Aerobic Cardio Makes You Fat



If you’ve ever wanted to lose weight, chances are one of the first things you added to your fat loss program was cardio.  Traditional thought has told us, if we put in our time on the road, treadmill, bike, or whatever means we choose that we will expend enough calories to lose weight.  So off we go, 30 to 45 minutes later we’ve burned through hundreds of calories and are feeling great.  We keep this up 3+ times a week for month after month.  At first we’re losing weight and feeling good.  Then it happens.  The weight loss stops and frustration sets in.  Why can’t I lose weight?!?!  Maybe I need to do more cardio to burn more calories…so off we go again.  60 to 75 minutes later we’re feeling accomplished again.  But why isn’t the scale changing?  I haven’t lost a single pound after weeks of doubling, maybe even tripling my cardio!  I lost weight at first, why isn’t it working anymore!?! 

It may be true that aerobic cardio can help you lose some weight when you first start exercising.  But plenty of research has been developed over the years to show that the more efficient you become with repetitive aerobic exercise (i.e. running) the LESS calories you expend per minute while exercising, requiring you to run further and longer to get the same calorie burning effect.  Even then as you increase your mileage again and again over time, unless you’re a professional endurance athlete who carefully plans their life around training, your body will reach a tipping point where the stress from overtraining will eventually lead to burnout or possibly even an injury. 

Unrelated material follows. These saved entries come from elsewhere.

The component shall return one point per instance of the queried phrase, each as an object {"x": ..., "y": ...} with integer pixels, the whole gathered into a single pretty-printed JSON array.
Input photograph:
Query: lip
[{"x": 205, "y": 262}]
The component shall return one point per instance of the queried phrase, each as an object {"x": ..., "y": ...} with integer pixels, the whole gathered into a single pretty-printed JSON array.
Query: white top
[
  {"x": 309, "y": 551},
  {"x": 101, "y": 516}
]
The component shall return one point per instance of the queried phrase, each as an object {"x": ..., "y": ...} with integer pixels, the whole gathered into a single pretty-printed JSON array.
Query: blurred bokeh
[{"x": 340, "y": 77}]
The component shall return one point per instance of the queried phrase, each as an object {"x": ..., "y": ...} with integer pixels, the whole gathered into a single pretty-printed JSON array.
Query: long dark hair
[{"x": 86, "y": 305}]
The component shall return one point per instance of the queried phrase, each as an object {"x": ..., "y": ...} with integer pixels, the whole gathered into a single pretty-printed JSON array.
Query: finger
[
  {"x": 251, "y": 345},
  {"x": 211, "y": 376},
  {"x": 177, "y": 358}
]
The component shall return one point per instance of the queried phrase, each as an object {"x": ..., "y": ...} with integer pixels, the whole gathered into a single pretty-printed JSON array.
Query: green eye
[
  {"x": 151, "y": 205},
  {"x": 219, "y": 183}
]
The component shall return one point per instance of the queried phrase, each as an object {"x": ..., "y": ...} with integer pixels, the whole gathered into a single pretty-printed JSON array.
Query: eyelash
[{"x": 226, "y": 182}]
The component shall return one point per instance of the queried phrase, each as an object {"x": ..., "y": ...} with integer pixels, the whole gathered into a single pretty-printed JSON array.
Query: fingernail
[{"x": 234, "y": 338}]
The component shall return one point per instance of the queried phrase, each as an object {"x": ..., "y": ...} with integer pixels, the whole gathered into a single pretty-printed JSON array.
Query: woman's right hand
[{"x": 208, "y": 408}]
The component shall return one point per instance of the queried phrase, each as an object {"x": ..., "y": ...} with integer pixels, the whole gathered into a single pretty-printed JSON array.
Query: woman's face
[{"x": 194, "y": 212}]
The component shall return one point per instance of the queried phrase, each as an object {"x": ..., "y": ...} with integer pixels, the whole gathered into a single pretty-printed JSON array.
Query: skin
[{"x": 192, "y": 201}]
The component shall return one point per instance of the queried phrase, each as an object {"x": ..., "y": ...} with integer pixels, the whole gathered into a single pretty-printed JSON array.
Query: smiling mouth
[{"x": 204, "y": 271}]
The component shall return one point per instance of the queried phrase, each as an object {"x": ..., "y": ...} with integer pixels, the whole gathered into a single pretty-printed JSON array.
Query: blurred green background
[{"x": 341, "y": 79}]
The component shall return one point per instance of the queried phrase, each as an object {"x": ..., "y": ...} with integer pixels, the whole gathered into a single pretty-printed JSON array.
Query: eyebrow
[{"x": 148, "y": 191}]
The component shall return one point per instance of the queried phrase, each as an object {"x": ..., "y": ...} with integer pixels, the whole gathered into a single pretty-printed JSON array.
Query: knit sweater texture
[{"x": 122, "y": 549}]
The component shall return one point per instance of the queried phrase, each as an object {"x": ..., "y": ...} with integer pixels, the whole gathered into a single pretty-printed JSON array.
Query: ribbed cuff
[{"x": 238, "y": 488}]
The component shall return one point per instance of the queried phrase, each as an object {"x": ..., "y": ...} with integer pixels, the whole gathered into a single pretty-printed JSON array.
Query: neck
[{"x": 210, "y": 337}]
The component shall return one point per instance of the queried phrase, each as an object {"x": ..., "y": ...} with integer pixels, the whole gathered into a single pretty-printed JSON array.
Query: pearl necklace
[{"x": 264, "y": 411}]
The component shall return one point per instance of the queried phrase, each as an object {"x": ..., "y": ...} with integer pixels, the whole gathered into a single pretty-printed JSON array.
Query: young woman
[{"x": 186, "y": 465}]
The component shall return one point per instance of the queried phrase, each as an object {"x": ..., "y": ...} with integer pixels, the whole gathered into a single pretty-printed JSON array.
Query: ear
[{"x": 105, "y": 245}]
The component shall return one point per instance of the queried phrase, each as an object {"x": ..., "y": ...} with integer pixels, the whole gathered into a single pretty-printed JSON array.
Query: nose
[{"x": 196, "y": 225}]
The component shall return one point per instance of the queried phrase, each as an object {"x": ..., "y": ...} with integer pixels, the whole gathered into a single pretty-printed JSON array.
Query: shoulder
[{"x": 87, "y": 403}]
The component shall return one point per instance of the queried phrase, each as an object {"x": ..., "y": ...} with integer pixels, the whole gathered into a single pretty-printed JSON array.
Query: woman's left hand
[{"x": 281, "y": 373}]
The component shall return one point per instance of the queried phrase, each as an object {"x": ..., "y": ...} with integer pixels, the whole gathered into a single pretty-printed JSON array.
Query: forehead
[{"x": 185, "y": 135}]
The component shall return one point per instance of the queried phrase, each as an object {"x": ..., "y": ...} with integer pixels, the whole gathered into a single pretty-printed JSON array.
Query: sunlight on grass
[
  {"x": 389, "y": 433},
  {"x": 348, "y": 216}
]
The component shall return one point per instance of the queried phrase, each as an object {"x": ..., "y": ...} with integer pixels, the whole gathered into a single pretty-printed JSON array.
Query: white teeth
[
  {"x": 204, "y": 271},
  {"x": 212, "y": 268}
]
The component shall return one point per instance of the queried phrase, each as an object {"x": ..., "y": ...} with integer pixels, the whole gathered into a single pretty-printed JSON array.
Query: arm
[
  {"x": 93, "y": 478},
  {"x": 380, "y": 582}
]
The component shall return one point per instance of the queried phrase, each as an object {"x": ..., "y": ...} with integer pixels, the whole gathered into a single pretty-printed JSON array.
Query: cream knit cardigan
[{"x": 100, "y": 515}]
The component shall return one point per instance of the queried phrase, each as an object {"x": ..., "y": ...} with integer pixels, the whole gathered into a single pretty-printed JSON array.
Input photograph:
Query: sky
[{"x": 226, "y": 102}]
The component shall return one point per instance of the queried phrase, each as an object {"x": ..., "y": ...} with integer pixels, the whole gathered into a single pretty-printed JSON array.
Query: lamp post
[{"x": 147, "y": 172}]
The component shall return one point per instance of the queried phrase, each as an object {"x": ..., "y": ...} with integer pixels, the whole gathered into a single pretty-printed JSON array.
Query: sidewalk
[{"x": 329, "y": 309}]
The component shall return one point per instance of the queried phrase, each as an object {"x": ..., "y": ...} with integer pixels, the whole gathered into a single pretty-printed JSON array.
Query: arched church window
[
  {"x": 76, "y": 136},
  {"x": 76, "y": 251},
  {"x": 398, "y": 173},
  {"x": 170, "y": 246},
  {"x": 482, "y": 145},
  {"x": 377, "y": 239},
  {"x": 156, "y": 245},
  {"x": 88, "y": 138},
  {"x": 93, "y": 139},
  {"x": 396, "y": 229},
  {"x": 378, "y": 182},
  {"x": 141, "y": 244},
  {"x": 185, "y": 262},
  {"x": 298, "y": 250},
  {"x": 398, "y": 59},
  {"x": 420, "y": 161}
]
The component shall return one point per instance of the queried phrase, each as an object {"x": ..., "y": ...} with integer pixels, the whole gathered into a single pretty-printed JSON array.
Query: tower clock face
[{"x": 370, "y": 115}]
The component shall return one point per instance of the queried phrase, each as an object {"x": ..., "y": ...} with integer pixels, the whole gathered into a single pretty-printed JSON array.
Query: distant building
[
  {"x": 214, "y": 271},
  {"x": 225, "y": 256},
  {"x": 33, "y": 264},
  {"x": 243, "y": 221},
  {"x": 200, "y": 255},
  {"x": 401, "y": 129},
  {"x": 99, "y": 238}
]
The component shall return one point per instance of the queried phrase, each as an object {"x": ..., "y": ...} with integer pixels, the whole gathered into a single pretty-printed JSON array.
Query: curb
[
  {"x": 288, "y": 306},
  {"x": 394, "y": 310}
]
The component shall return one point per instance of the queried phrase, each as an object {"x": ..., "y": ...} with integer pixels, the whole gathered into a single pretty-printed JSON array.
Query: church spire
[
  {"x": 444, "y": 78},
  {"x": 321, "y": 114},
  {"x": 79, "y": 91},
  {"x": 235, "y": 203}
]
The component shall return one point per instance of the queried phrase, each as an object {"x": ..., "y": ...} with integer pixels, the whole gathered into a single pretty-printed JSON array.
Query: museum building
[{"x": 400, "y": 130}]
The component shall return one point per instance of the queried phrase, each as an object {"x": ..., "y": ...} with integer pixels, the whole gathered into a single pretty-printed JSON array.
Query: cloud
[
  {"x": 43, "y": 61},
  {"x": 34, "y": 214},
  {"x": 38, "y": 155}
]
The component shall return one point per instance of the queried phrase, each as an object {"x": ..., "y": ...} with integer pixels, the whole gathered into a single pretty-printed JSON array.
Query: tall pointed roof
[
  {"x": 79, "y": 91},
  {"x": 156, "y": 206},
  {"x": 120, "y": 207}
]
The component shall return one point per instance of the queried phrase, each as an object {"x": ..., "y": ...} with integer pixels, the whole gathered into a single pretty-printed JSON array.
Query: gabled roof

A 2006 study showcases this effect.  Over 12,000 runners were followed for 9 years.  A majority of these runners gained body fat and waist circumference over the years.  The ones who gained the most fat were the runners who dropped their mileage, primarily due to the unavoidable injury that occurs from a repetitive and unbalanced training program.  But the real highlight of this study was that even the runners who maintained or slightly increased their mileage saw an increase in body fat.  The body adapts to regular aerobic exercise by using less oxygen and energy to perform the most amount of work possible.  This increase in efficiency may help performance, but it doesn’t help your waistline.  At the same time, regular aerobic exercise will also create a catabolic affect in your body, breaking down muscle tissue from the stress effect of repetitive, long duration exercise.  Since a pound of muscle burns up to 10 times more energy then a pound of fat, this drop in muscle mass will decrease your resting metabolic rate.  Not only are you burning fewer calories during exercise, but now you’re burning less at rest.  Thus, you complete your recipe for weight gain.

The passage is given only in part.